The U.S. decision to expand its trade conflict with Europe, even as it continues to seek concluding a deal with China by the G20 meeting in June is certainly one such new risk. The dispute over aviation subsidies by Washington and Brussels to Boeing and Airbus respectively has been going on for over a decade. But the White House’s decision to hit the EU with $11 billion in tariffs, well beyond the aviation sector let alone just against Airbus, comes at a time when the EU continues to grapple with the ongoing Brexit crisis. The EU is expected to retaliate in kind, which would further pressure on already businesses on both sides of the Atlantic.

Meanwhile, the EU has been able to sign a deal with China that would no longer require forced technology transfer when European countries invest in China.

Meanwhile, the EU has been able to sign a deal with China that would no longer require forced technology transfer when European countries invest in China. Critics would argue that China has now succeeded in acquiring the technological know-how that it needs from Europe, and would no longer benefit from acquiring knowledge from their European counterparts as they once had. That may or may not be the case. But what is clear is that both Brussels and Beijing recognize the fact that while the rivalries between the two sides continue to increase, interdependence continues to rise as well. Certainly, the more confrontational tone from Europe last month following Xi Jinping’s visit to Paris to meet with Angela Merkel, Emmanuel Macron, and Jean-Claude Juncker positioning China as a “systemic rival” as well as an “economic rival” was not apparent.

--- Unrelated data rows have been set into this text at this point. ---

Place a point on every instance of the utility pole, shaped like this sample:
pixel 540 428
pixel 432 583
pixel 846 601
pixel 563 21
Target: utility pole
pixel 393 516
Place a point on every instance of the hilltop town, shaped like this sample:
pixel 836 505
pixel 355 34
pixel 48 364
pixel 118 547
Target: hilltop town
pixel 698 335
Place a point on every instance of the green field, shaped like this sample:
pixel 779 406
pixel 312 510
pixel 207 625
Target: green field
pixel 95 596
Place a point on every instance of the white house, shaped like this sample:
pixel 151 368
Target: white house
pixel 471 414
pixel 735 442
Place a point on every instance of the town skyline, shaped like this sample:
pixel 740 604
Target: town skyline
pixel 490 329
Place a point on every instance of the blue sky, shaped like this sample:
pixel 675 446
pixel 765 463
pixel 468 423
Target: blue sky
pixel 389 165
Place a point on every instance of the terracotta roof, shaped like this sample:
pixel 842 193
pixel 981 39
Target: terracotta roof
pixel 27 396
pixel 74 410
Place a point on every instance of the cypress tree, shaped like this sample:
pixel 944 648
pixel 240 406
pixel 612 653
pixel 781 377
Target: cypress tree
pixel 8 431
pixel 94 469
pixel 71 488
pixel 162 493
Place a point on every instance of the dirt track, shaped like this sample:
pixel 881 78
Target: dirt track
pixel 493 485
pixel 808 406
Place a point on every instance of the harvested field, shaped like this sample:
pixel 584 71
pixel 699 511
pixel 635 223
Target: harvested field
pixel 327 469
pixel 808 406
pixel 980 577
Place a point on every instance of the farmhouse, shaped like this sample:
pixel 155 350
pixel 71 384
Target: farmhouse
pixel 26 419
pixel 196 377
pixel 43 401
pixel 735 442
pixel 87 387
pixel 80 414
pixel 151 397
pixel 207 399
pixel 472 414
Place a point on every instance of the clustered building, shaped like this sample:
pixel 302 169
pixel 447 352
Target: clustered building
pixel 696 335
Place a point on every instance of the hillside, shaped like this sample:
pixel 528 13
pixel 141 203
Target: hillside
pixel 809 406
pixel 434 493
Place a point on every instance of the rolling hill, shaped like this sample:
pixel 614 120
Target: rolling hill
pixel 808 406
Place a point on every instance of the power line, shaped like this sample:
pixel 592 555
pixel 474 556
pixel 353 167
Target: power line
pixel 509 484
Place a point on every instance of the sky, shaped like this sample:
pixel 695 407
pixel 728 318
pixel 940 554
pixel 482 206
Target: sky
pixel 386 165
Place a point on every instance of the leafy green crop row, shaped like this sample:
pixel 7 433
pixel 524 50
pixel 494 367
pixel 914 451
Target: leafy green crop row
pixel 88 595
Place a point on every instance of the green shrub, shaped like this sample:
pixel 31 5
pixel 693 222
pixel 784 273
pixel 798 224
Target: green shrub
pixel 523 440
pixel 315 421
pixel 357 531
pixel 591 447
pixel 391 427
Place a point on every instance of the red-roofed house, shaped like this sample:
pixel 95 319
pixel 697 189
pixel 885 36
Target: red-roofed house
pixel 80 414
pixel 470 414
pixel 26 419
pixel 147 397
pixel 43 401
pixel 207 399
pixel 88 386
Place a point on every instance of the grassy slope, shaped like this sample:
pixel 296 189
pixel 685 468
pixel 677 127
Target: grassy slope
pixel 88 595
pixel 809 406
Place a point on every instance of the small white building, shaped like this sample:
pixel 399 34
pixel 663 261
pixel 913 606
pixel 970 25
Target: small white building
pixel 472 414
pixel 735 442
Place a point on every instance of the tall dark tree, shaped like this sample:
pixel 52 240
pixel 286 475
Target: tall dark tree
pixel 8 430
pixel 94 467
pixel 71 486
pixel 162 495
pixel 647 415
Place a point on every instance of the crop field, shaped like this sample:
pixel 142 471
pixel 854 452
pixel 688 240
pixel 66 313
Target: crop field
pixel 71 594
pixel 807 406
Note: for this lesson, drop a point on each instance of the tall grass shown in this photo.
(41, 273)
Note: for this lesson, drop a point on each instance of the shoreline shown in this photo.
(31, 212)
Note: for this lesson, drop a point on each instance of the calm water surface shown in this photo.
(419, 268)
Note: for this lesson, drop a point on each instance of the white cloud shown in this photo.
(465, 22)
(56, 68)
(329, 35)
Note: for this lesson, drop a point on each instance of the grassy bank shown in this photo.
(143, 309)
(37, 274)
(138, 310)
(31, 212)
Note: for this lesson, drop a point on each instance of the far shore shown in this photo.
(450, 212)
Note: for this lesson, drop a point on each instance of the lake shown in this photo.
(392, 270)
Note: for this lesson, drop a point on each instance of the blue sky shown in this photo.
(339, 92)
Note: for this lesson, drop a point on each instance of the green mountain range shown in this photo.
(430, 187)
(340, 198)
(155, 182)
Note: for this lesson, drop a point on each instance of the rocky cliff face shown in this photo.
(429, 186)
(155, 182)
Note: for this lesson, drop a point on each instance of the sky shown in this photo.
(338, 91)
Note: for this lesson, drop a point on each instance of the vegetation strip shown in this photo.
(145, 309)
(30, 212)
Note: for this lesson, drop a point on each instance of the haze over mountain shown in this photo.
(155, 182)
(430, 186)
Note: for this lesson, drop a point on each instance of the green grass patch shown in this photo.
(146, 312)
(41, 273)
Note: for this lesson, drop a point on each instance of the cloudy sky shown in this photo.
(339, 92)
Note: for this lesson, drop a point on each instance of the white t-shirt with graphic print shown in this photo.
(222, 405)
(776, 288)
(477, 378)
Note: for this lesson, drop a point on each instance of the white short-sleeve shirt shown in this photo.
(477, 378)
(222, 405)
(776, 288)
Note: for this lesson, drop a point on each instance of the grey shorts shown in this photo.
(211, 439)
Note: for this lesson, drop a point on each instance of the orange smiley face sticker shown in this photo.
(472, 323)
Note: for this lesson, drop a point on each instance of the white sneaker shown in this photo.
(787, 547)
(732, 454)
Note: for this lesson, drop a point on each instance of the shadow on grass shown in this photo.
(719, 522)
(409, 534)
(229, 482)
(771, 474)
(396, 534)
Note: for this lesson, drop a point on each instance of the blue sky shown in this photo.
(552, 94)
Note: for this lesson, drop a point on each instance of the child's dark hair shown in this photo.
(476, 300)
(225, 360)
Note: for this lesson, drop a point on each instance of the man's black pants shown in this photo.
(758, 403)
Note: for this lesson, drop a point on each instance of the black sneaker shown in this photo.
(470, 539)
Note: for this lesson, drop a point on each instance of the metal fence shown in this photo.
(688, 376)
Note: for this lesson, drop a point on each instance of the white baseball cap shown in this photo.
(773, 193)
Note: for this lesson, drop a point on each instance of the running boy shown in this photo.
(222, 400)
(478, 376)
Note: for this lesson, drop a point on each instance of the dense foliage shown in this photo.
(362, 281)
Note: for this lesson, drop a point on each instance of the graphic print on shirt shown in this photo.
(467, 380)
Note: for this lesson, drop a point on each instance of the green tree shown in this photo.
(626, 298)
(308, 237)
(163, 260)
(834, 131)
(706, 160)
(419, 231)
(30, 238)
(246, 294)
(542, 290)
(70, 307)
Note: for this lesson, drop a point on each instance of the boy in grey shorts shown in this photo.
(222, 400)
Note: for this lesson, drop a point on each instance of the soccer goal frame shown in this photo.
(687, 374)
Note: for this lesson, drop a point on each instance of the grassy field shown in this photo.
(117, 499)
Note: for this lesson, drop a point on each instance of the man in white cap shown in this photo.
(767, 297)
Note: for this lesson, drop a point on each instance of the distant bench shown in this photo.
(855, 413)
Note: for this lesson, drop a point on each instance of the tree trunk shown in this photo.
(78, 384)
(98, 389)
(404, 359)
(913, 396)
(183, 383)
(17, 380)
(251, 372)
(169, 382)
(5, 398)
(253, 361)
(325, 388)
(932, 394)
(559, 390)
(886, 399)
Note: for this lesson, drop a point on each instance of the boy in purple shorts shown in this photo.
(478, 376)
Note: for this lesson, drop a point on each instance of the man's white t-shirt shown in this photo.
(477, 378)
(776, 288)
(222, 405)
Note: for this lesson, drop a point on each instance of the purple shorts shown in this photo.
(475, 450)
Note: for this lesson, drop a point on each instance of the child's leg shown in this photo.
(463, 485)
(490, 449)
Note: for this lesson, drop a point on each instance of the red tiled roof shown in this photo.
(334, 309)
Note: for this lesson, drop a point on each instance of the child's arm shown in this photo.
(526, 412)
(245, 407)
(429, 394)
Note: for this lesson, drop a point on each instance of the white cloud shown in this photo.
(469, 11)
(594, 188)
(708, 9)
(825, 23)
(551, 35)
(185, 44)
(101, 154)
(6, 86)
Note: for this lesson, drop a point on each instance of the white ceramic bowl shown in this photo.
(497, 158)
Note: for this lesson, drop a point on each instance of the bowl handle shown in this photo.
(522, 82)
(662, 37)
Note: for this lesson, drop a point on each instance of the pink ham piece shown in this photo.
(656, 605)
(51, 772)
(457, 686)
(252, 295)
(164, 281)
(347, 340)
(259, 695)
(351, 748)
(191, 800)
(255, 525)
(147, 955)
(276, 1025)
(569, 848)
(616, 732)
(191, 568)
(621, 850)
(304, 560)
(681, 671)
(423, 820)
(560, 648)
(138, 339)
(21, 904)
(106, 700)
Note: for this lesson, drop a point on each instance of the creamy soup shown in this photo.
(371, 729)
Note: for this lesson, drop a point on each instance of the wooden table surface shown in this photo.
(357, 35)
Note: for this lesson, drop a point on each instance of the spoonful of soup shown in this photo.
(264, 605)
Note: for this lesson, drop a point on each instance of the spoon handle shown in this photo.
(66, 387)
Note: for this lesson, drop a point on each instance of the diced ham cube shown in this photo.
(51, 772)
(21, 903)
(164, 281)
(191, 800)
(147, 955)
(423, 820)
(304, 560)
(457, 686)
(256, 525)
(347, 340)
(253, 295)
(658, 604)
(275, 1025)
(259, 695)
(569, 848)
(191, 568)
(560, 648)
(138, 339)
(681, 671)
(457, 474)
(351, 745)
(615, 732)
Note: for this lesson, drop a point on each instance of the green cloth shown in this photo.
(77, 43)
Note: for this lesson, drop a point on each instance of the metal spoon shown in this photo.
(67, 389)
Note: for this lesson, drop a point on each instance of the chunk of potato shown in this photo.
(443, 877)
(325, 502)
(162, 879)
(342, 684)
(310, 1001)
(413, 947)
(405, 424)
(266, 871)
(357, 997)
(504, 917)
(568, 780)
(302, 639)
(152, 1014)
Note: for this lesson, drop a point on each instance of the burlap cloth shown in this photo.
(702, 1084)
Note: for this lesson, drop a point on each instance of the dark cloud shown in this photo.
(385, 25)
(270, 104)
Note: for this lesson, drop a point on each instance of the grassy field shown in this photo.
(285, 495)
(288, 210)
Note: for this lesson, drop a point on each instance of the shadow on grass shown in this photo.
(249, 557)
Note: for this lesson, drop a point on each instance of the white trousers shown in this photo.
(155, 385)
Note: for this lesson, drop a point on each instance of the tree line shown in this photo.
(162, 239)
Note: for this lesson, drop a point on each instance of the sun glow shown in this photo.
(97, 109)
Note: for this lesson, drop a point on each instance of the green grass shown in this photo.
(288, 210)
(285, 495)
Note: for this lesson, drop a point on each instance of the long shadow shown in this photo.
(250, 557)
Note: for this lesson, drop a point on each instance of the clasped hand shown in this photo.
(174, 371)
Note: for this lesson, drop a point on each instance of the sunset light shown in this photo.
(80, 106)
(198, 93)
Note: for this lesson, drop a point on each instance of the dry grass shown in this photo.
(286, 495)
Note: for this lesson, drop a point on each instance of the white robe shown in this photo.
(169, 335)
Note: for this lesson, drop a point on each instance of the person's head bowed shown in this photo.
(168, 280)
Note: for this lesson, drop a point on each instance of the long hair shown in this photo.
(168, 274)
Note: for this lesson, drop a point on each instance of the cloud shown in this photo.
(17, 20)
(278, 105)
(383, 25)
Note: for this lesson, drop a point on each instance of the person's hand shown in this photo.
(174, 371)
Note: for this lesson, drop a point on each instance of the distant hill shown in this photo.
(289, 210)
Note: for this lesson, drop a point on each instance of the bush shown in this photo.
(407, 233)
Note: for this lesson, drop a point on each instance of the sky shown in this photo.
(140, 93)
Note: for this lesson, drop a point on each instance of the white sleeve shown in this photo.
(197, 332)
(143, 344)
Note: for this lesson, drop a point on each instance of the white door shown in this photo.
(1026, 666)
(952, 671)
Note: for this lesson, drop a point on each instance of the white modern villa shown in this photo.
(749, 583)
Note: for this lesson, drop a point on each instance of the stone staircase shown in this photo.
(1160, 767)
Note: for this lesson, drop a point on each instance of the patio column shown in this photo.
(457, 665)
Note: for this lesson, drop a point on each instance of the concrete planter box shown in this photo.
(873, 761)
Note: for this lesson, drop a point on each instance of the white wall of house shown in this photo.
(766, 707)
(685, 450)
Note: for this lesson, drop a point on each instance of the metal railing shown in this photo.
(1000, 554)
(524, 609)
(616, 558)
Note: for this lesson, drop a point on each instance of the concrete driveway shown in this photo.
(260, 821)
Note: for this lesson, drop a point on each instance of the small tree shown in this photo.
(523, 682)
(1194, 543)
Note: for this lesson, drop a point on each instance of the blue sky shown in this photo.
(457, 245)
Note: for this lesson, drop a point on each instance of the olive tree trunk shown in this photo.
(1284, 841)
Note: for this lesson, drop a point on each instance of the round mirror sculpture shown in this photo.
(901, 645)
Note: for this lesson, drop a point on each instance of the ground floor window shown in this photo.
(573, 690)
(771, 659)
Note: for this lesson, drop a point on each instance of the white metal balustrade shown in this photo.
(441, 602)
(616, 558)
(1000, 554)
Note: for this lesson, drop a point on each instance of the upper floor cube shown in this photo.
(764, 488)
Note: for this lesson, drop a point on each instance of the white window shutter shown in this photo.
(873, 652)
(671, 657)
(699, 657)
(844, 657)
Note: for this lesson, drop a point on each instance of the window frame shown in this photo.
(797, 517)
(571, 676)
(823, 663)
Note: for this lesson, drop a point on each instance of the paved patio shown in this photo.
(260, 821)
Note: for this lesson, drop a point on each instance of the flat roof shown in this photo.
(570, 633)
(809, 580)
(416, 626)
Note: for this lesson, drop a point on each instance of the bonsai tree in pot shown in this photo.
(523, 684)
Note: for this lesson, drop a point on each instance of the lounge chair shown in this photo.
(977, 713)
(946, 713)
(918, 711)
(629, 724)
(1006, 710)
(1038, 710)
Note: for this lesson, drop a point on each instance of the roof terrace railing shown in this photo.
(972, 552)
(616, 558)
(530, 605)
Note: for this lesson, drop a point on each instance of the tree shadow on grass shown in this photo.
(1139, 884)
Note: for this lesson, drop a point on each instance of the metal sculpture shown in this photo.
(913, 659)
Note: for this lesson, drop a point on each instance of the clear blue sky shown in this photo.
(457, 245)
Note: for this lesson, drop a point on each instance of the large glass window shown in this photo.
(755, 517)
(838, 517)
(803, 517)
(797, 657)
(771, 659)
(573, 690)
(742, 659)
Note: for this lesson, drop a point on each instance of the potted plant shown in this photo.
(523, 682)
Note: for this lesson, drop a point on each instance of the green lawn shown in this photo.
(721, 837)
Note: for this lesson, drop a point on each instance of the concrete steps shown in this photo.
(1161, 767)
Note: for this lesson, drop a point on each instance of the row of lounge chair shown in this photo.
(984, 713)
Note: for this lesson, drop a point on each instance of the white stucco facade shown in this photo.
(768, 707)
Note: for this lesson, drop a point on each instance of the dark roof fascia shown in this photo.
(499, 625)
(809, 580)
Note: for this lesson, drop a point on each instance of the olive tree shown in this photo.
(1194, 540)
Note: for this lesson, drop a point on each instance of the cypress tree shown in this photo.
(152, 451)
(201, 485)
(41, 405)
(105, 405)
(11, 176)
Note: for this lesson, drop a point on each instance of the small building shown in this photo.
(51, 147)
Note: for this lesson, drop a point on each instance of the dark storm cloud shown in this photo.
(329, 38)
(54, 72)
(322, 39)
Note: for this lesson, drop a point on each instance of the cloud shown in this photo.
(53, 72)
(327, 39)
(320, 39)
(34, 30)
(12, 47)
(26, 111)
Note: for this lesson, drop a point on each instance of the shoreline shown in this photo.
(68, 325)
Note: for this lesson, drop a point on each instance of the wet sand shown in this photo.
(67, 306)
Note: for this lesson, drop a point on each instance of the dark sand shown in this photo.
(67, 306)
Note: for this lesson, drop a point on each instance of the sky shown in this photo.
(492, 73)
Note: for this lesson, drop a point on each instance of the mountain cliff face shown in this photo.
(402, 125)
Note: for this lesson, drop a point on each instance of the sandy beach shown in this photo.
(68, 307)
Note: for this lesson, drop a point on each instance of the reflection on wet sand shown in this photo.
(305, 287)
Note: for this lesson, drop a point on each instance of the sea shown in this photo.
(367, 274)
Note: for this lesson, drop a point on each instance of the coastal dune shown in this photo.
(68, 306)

Thus the EU is moving forward with its plans as outlined in its report EU-China: A Strategic Outlook, to identify China as “a cooperation partner with whom the EU has closely aligned objectives, a negotiating partner with whom the EU needs to find a balance of interests, an economic competitor in pursuit of technological leadership, and a systemic rival promoting alternative models of governance.”

Whether the EU will indeed be able to manage that three-prong balancing act in its relation to China will be closely watched particularly by countries such as Japan that also have to strike a delicate balance in dealing with Beijing. For Tokyo, the challenge will be whether it can continue to further economic relations with China on the one hand, while seeing the country as its major security threat on the other.

For the United States, the question remains whether the latest step forward by the EU to reach a deal with China on the critical issue of technology transfer will finally allow Washington to strike a trade deal that it deems a win.